O empreendimento atraiu para lá milhares de operários que, vindos de
várias regiões do país, deixaram a família para se aventurar no oeste
amazônico em busca de trabalho. O intenso fluxo migratório transformou a
rotina da comunidade e agravou também outros problemas como a violência
e o tráfico de drogas. Agora, entidades de defesa dos direitos
infanto-juvenis alertam para a situação de vulnerabilidade a que estão
submetidas crianças e adolescentes de Jaci-Paraná. Sem políticas
públicas consistentes, a exploração sexual acaba sendo o caminho
encontrado por muitos jovens como forma de sobrevivência.

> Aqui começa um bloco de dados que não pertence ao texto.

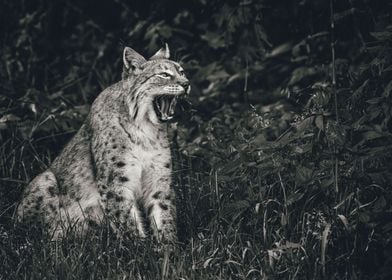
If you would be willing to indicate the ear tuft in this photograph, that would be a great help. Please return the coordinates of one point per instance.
(163, 53)
(132, 59)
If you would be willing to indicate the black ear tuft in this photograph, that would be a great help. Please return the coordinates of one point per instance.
(163, 53)
(132, 60)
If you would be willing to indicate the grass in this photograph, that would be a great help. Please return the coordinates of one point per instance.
(221, 238)
(213, 245)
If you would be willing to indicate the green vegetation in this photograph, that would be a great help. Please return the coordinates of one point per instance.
(282, 156)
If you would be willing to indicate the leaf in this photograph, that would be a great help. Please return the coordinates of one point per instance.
(320, 122)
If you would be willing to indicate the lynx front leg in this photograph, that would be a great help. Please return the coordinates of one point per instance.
(160, 205)
(119, 195)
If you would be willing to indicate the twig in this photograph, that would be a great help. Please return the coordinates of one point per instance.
(336, 168)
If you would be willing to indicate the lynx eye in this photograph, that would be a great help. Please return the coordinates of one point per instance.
(164, 75)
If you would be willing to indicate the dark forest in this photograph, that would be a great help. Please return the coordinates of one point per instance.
(281, 155)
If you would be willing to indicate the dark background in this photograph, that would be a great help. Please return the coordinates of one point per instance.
(268, 150)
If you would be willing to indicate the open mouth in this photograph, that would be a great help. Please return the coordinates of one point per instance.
(165, 106)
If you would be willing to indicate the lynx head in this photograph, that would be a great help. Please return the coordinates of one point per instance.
(154, 84)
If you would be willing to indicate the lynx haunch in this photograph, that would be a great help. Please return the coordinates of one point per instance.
(118, 165)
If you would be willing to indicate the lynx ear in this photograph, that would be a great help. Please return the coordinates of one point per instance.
(163, 53)
(132, 60)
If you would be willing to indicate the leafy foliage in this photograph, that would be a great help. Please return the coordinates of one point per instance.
(282, 156)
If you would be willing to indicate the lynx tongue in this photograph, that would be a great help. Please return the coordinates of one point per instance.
(166, 105)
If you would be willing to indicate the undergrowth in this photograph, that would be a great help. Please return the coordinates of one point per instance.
(281, 159)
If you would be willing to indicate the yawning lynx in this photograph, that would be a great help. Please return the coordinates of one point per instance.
(118, 165)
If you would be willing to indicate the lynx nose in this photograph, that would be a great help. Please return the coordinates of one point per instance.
(187, 86)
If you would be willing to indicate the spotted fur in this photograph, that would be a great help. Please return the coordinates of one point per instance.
(118, 165)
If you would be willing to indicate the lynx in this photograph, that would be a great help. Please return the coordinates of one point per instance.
(118, 165)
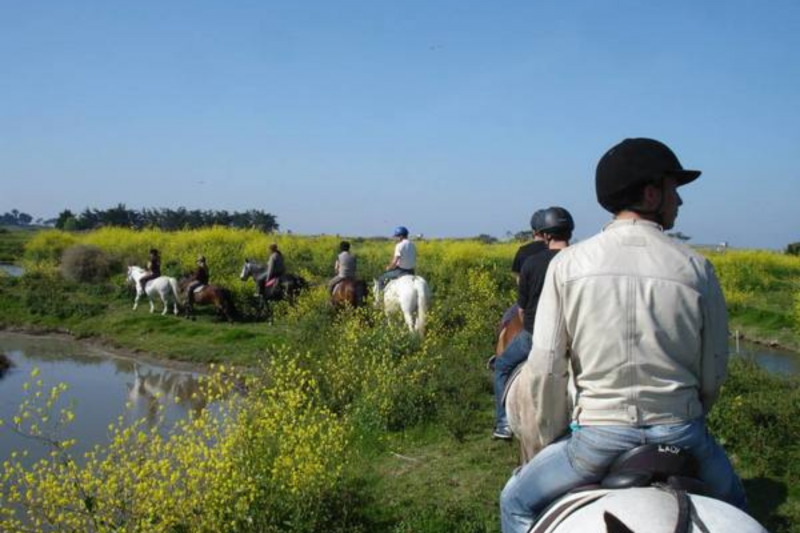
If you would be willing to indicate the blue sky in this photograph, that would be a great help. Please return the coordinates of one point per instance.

Segundo o coordenador de comissariado do Juizado da Infância e da
Juventude de Porto Velho, Raiclin Lima, a grande concentração de
pessoas, predominantemente do sexo masculino, em um lugar isolado e
empobrecido, causou forte impacto. “As meninas, que viviam de maneira
pacata, estavam acostumadas a brincar e a pescar de acordo com os
costumes locais. Depois disso, começaram a ser mais assediadas e a ter
contato com as relações de consumo. Um celular, um iPod e todas essas
coisas que encantam em um primeiro momento tornaram-se instrumentos de
troca para as práticas sexuais”, conta.
Raiclin lembra que, antes da instalação da usina, as visitas do
Juizado ao povoado de Jaci-Paraná se limitavam a três idas por ano, para
palestras educativas. Com o tempo, a equipe intensificou a fiscalização
e, hoje, há um calendário previamente determinado para as visitas, que
são feitas semanalmente ou a cada duas semanas. A ação ostensiva
conseguiu diminuir a presença de adolescentes em prostíbulos, mas os
aliciadores são rápidos na tentativa de burlar a vigilância.

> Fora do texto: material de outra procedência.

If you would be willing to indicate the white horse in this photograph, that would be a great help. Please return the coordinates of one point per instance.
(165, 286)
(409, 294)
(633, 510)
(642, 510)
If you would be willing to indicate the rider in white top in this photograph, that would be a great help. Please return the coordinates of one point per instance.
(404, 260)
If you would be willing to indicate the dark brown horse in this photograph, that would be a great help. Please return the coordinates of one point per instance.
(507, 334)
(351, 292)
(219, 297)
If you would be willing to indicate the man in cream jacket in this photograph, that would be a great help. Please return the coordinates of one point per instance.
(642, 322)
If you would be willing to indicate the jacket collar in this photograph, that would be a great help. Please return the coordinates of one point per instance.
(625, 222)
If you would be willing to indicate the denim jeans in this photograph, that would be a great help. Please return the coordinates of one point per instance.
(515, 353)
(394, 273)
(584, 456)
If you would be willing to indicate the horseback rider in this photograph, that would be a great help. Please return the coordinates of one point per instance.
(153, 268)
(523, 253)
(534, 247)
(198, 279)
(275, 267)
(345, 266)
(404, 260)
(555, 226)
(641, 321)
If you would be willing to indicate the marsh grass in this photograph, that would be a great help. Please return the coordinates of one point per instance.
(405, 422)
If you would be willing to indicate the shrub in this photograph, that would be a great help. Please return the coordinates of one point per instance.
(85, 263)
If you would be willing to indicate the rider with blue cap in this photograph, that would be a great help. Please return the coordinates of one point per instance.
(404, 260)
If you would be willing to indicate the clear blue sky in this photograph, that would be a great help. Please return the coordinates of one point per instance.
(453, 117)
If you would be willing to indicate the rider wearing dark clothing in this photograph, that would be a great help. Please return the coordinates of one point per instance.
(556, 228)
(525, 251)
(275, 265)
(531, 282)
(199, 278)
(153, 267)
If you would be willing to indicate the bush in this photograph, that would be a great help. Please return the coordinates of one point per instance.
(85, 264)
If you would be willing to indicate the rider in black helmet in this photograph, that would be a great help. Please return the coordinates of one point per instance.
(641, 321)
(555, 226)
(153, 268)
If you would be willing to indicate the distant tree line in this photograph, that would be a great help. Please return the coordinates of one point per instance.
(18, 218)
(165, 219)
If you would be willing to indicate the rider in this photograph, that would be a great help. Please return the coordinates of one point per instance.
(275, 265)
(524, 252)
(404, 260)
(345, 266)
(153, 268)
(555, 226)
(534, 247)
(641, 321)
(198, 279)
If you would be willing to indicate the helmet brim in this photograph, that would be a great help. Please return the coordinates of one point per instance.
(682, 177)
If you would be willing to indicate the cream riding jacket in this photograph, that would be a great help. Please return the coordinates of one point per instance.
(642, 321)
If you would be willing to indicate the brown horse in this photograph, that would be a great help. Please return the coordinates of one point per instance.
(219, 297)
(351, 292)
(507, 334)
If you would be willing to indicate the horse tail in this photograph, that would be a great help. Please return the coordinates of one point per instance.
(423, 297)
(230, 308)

O coordenador revela que a exploração sexual virou um comércio
lucrativo para algumas figuras influentes e de alto poder aquisitivo da
região. Meninas e meninos são trazidos de outros estados e até da
Bolívia para serem expostos em festas promovidas, muitas vezes, em
fazendas distantes dos olhos das autoridades. Para ele, existe uma rede
camuflada, e os agenciadores atuam em locais como a “prainha”, à beira
do rio Jaci, conhecida como uma das parcas alternativas de diversão para
os jovens das redondezas. Lá, é alto o consumo de drogas e bebidas
alcoólicas, e as músicas dançantes seguem embalando garotas de 13, 14
anos madrugada adentro, cercadas por homens muito mais velhos. Raiclin
frisa que todas as denúncias que chegam ao Juizado são encaminhadas às
delegacias especializadas e, dessa forma, já foram efetuadas prisões de
alguns dos aliciadores.
A conselheira tutelar Ângela Fortes cobra mais atenção dos
governantes para a realidade das crianças e dos adolescentes de Jaci.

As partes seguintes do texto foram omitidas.